Libvirt and OpenTofu

February 16, 2025

I’ve been using Terraform and Terragrunt to manage infrastructure on OpenStack and AWS for quite a long time, and I made the transition to OpenTofu (almost painlessly) when Hashicorp changed Terraform’s licensing. Recently I wanted to quickly create some VMs to play with a cloud-init configuration I was working on.

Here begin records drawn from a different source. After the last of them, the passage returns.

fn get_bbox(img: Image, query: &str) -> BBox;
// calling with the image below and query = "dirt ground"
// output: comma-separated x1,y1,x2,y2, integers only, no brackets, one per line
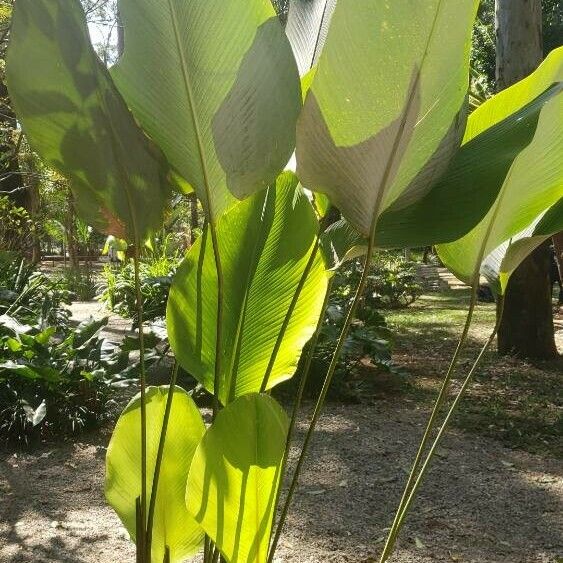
0,399,563,563
0,302,563,563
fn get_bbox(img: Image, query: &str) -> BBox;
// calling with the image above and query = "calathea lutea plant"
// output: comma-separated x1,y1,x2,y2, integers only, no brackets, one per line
7,0,562,562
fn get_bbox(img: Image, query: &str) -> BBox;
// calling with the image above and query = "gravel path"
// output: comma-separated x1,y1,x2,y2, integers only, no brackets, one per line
0,400,563,563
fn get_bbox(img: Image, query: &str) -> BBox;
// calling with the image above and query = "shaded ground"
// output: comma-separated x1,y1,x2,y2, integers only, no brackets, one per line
0,289,563,563
0,400,563,563
385,289,563,458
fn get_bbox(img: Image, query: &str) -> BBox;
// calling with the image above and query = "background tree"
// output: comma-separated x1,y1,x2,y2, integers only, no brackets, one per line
496,0,557,359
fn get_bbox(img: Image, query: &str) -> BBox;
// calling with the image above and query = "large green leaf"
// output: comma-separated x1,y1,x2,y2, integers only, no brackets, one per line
438,80,563,293
481,199,563,294
297,0,477,234
186,394,288,563
7,0,169,242
166,172,327,404
321,219,367,270
112,0,301,218
376,48,563,250
285,0,337,76
106,387,205,561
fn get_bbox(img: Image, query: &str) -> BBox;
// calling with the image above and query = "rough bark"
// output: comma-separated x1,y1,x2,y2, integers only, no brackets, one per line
496,0,557,360
495,0,543,90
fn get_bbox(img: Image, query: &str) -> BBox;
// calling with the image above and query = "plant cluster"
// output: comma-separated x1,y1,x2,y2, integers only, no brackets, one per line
0,253,71,329
0,315,129,443
298,261,403,401
0,254,145,443
8,0,563,563
0,196,35,253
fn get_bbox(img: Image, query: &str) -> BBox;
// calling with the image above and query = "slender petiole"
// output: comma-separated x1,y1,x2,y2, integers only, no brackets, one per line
380,296,504,563
268,279,332,562
380,284,478,563
268,234,375,562
133,249,147,561
146,360,179,561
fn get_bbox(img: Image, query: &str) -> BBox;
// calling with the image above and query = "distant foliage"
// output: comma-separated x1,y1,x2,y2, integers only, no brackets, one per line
471,0,563,105
364,252,422,309
98,256,178,321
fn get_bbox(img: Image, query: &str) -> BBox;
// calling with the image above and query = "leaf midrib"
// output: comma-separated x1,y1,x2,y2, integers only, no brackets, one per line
370,0,443,239
166,0,214,222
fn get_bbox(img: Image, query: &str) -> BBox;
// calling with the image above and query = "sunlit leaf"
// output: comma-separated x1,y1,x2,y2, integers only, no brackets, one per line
105,387,205,562
285,0,337,76
438,54,563,293
297,0,477,235
112,0,301,218
186,394,288,563
7,0,169,242
376,49,563,247
167,172,327,404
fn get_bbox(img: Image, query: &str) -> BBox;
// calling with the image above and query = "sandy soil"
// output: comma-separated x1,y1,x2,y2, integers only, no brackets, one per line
0,399,563,563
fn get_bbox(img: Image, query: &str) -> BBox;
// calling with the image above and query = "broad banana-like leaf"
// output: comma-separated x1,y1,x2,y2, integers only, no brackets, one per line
438,82,563,294
112,0,301,221
534,199,563,236
376,48,563,247
166,172,327,404
285,0,337,76
7,0,170,243
481,199,563,294
105,386,205,562
297,0,478,235
186,394,288,563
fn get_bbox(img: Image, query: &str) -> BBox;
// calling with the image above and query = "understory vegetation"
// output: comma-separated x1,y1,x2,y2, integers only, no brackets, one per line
0,0,563,563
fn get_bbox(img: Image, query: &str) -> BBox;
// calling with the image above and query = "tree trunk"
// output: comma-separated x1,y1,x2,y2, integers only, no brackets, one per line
498,241,557,360
496,0,557,359
553,232,563,282
495,0,543,91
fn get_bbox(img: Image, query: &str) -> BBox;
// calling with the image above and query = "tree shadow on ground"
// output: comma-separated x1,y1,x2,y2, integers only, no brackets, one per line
283,401,563,563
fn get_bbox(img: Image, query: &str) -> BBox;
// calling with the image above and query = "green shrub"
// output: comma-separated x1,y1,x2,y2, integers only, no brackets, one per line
0,315,137,443
368,252,422,309
0,255,71,328
56,265,97,301
98,256,179,322
0,196,35,254
286,264,402,401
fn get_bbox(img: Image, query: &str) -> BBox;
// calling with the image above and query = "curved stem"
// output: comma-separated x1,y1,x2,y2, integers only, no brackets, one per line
209,221,224,420
380,283,479,563
146,360,179,561
260,235,320,393
380,296,504,563
133,248,147,560
268,279,332,563
268,232,375,562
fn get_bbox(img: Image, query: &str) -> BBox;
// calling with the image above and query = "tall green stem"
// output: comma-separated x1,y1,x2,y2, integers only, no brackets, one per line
209,221,224,420
380,296,504,563
146,361,179,561
260,235,320,393
268,228,375,561
380,284,478,563
133,248,147,561
268,279,332,563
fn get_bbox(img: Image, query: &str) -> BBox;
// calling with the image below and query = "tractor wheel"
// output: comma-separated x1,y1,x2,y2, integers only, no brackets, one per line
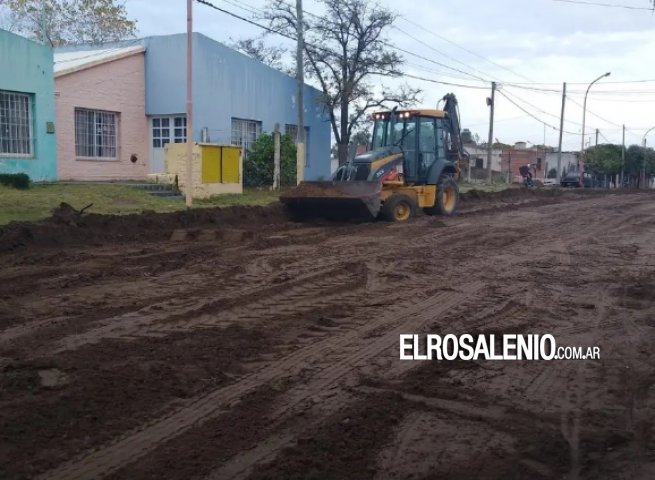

Since my laptop has qemu/kvm available via libvirt, I decided to try a libvirt provider for tofu. In line with other posts on here, I wanted the primary out-of-band management interface to be serial, and since my motivation for this was to play with cloud-init I decided to start from one of the cloud images for ubuntu server. Here are the terraform/tofu declarations I came up with (main.tf).

terraform {
  required_providers {
    libvirt = {
      source = "dmacvicar/libvirt"
    }
  }
}

provider "libvirt" {
  uri = "qemu:///system"
}

resource "libvirt_volume" "os_image_ubuntu" {
  name = "os_image_ubuntu"
  pool = "default"
  source = "https://cloud-images.ubuntu.com/noble/current/noble-server-cloudimg-amd64.img"
}

resource "libvirt_volume" "disk_ubuntu_resized" {
  name           = "disk"
  base_volume_id = libvirt_volume.os_image_ubuntu.id
  pool           = "default"
  size           = 10737418240
}

resource "libvirt_cloudinit_disk" "cloudinit_ubuntu_resized" {
  name = "cloudinit_ubuntu_resized.iso"
  pool = "default"

  user_data = <<EOF
#cloud-config
disable_root: true
ssh_pwauth: false
users:
  - name: ptty2u
    sudo: ALL=(ALL) NOPASSWD:ALL
    ssh_authorized_keys:
      - ${file("id_ubuntu_resized.pub")}

growpart:
  mode: auto
  devices: ['/']
EOF
}

resource "libvirt_domain" "domain_ubuntu_resized" {
  name   = "domain_ubuntu_resized"
  memory = "512"
  vcpu   = 1

  cloudinit = libvirt_cloudinit_disk.cloudinit_ubuntu_resized.id

  network_interface {
    network_name   = "default"
    wait_for_lease = true
  }

  console {
    type = "pty"
    target_port = "0"
    target_type = "serial"
  }

  console {
    type = "pty"
    target_type = "virtio"
    target_port = "1"
  }

  disk {
    volume_id = libvirt_volume.disk_ubuntu_resized.id
  }
}

output "ip" {
  value = libvirt_domain.domain_ubuntu_resized.network_interface[0].addresses[0]
}

The config references an ssh public key which should be in the same directory as main.tf and can be generated the usual way (ssh-keygen -t ed25519 -f ./id_ubuntu_resized).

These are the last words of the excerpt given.